31| @implementation IntPair
32| - (Pair*) initWithInt: (int)a int: (int)b
33| {
34|     first = a;
35|     second = b;
36|     return self;
37| }
38| - (NSString*) description
39| {
40|     return [NSString stringWithFormat: @"(%d,_%d)",
41|            first, second];
42| }
43| - (float) firstFloat { return (float)first; }
44| - (float) secondFloat { return (float)second; }
45| - (int) firstInt { return first; }
46| - (int) secondInt { return second; }
47| @end
48| @implementation FloatPair
49| - (Pair*) initWithFloat: (float)a float: (float)b
50| {
51|     first = a;
52|     second = b;
53|     return self;
54| }
55| - (NSString*) description
56| {
57|     return [NSString stringWithFormat: @"(%f,_%f)",
58|            (double)first, (double)second];
59| }
60| - (float) firstFloat { return first; }
61| - (float) secondFloat { return second; }
62| - (int) firstInt { return (int)first; }
63| - (int) secondInt { return (int)second; }
64| @end

Users of the pair class now don't have to be aware of either of the private classes. A simple test program that creates one of each can demonstrate this. Listing 4.5 shows a short program that just creates two pair objects and logs them. The format string provided to NSLog will cause the -description method in each to be called.

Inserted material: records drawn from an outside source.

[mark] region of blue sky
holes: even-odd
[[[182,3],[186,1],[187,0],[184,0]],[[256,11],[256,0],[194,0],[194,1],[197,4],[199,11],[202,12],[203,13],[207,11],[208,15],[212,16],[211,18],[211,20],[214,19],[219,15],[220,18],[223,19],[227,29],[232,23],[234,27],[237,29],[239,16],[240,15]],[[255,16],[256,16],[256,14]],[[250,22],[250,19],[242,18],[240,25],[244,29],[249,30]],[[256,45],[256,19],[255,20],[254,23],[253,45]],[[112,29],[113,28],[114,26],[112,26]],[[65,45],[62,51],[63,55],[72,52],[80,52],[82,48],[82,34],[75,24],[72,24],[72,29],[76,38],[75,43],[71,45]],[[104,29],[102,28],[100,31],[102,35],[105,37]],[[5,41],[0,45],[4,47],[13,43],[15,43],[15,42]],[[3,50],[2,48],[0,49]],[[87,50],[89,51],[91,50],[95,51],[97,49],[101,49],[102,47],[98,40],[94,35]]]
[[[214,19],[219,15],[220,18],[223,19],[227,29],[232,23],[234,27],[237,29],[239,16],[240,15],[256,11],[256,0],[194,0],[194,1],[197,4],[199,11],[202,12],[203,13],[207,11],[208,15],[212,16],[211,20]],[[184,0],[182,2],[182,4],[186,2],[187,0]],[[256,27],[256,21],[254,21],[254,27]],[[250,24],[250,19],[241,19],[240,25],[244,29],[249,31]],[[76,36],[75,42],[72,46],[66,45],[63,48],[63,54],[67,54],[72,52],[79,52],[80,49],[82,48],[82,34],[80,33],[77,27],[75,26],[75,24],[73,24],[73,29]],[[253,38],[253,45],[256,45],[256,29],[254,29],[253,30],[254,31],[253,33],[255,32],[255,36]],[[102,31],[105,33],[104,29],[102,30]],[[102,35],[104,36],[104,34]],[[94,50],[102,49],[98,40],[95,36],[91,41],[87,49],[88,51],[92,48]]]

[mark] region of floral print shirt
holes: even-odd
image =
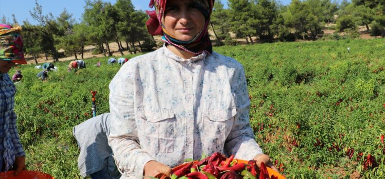
[[[185,60],[165,46],[125,63],[110,84],[109,144],[124,177],[155,160],[170,167],[215,152],[251,159],[243,66],[216,52]]]

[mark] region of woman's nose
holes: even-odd
[[[187,10],[184,10],[181,11],[181,13],[179,16],[179,22],[183,25],[188,24],[190,21],[190,14],[189,12]]]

Listing 4.5. Demonstrating the pair classes. [from: examples/ClassCluster/test.m]

 1| #import "Pair.h"
 2|
 3| int main(void)
 4| {
 5|     [NSAutoreleasePool new];
 6|     Pair *floats = [[Pair alloc] initWithFloat:0.5 float:12.42];
 7|     Pair *ints= [[Pair alloc] initWithInt:1984 int:2001];
 8|     NSLog(@"Two_floats:_%@", floats);
 9|     NSLog(@"Two_ints:_%@", ints);
10|     return 0;
11| }

Running this program gives the following output:

2009-01-14 14:27:55.091 a.out[80326:10b] Two floats: (0.500000, 12.420000)
2009-01-14 14:27:55.093 a.out[80326:10b] Two ints: (1984, 2001)

A more full implementation of this cluster would have named constructors, such as +pairWithInt:int:, which would avoid the need to allocate and then free an instance of the Pair object. The alternate way of avoiding this, as mentioned earlier, is to use isa-swizzling. The Pair class might have two instance variables that were unions of an int and a float. Implemented in this way, the initializers would look like this:

- (Pair*) initWithFloat: (float)a float: (float)b
{
    isa = [FloatPair class];
    return [self initWithFloat: a float: b];
}

This first line in this implementation sets the class pointer to the subclass, and the second calls the method again. Because the class pointer has changed, the second call will invoke the subclass implementation of this method. Each subclass would then refer to the correct field in the union.